The difficulty in the implementation of these rules and the severity of the penalties varied according to the approach of the president who came to power. The ultra-conservative Mahmoud Ahmadinejad, who was once the mayor of Tehran, was more on the subject during his presidential campaign in 2004. ‘progressive attitude’ He claimed to receive: “Everyone has a different taste and we have to serve everyone.”

But when he won the elections ‘morality police’ The unit was officially created. Until then, the dress code was enforced by other police units or military units randomly assigned to the streets that day. ‘Morality police’ by the public ‘despotic approaches’ has been frequently criticized.

Women began to be detained frequently on very simple grounds and released when they made serious promises that they would not break the rules in the future.
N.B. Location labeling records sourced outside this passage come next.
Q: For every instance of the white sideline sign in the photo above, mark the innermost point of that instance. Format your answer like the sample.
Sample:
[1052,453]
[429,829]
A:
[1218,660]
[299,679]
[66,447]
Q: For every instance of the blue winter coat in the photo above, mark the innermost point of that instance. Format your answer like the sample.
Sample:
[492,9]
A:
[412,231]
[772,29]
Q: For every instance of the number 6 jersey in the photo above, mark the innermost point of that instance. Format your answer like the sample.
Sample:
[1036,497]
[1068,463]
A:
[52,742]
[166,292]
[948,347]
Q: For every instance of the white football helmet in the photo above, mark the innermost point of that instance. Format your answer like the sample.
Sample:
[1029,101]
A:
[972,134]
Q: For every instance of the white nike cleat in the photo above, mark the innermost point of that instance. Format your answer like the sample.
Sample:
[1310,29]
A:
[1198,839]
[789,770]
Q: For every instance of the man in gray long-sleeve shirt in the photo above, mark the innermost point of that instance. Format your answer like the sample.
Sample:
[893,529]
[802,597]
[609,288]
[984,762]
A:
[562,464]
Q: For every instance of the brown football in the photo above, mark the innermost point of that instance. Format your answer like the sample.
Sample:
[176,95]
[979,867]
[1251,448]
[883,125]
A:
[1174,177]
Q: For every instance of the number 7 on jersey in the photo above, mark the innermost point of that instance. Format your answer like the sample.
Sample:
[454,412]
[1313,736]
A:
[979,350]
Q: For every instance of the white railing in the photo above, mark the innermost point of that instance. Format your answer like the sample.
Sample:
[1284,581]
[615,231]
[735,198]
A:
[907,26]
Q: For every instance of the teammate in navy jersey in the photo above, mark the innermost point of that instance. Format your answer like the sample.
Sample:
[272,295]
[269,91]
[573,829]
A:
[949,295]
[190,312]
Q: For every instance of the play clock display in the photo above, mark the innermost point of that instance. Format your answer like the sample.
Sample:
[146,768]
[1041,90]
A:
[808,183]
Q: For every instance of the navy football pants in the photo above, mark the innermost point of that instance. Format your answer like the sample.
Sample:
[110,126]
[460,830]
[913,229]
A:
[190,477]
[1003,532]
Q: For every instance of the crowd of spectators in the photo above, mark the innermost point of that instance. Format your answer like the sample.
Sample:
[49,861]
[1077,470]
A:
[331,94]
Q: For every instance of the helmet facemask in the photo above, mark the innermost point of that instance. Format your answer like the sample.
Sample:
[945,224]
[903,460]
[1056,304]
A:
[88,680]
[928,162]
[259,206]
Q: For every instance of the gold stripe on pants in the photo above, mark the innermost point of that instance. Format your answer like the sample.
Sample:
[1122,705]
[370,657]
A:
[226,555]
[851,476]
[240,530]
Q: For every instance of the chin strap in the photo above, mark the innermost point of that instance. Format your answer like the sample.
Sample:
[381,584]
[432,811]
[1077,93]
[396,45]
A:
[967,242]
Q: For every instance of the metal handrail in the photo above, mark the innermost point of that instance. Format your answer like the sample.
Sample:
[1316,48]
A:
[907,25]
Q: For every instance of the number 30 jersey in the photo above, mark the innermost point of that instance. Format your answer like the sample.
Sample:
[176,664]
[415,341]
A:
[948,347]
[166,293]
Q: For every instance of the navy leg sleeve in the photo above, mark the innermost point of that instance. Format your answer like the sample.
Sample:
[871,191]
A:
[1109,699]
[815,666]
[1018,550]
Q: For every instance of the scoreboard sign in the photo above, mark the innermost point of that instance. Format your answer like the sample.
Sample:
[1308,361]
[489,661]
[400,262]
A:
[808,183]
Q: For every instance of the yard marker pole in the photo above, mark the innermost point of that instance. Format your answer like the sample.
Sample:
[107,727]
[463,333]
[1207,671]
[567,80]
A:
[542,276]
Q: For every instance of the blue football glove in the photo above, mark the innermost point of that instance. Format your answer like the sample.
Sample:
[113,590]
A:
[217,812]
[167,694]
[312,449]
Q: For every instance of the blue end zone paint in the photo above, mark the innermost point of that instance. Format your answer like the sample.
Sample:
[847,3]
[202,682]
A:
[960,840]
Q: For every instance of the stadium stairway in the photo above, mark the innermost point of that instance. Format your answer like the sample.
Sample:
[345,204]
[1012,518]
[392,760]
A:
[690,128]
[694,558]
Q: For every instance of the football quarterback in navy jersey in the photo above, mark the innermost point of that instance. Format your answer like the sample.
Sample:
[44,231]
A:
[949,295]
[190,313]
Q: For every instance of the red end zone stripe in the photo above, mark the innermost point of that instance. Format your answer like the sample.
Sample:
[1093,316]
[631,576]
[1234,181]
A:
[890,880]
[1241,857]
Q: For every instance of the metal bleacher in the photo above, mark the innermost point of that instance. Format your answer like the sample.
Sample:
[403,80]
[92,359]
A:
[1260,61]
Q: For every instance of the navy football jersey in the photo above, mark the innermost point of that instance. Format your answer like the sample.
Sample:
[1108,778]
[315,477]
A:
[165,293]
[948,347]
‘My daughter and I were detained for wearing lipstick’

A woman living in Isfahan told the BBC: “I was stopped and detained with my daughter because we were both wearing lipstick” He describes his detention experience by saying: “They took us to the police station and told my wife to come there. When my husband came, they made him sign a paper that he would not let us out again without a headscarf or inappropriately.”

Another woman living in Tehran said, “A woman morality police ‘it’s very erotic and can provoke men’ He took me into custody saying He describes what happened to him as follows:

“I called my wife and told her to bring me a pair of shoes. After putting on the new shoes, I signed a paper where I had to admit that I had committed a crime, and that was how I was released.”

As other women who had experience with the moral police recounted, the officers became more and more harsh and cruel, and more and more unconventional punishments, including violence, were imposed. A woman accused one of the police officers for resisting detention. ‘will put cockroaches on it’ tells what he said.

New wave of detentions

President Ibrahim Reisi signed a new decree on August 15, just after he was elected last year, introducing a new set of restrictions.

These include tracking women by placing many cameras on the streets, imposing harsher penalties on women who do not cover their heads properly, and ‘to advise’ There are also practices such as taking them to the police station and prison sentences for those who post anything against the headscarf on the internet.

These restrictions led to an increase in detentions and arrests. At the same time, the number of photos and videos shared by women without a headscarf on social media increased as a reaction.

After Emini’s death, these shares increased even more. During Emini’s funeral, the women recorded and shared the footage of them taking off their headscarves and shaking them.

Afterwards, some of the women who took to the streets in many places across the country burned their headscarves, and the protests of some were applauded by the men.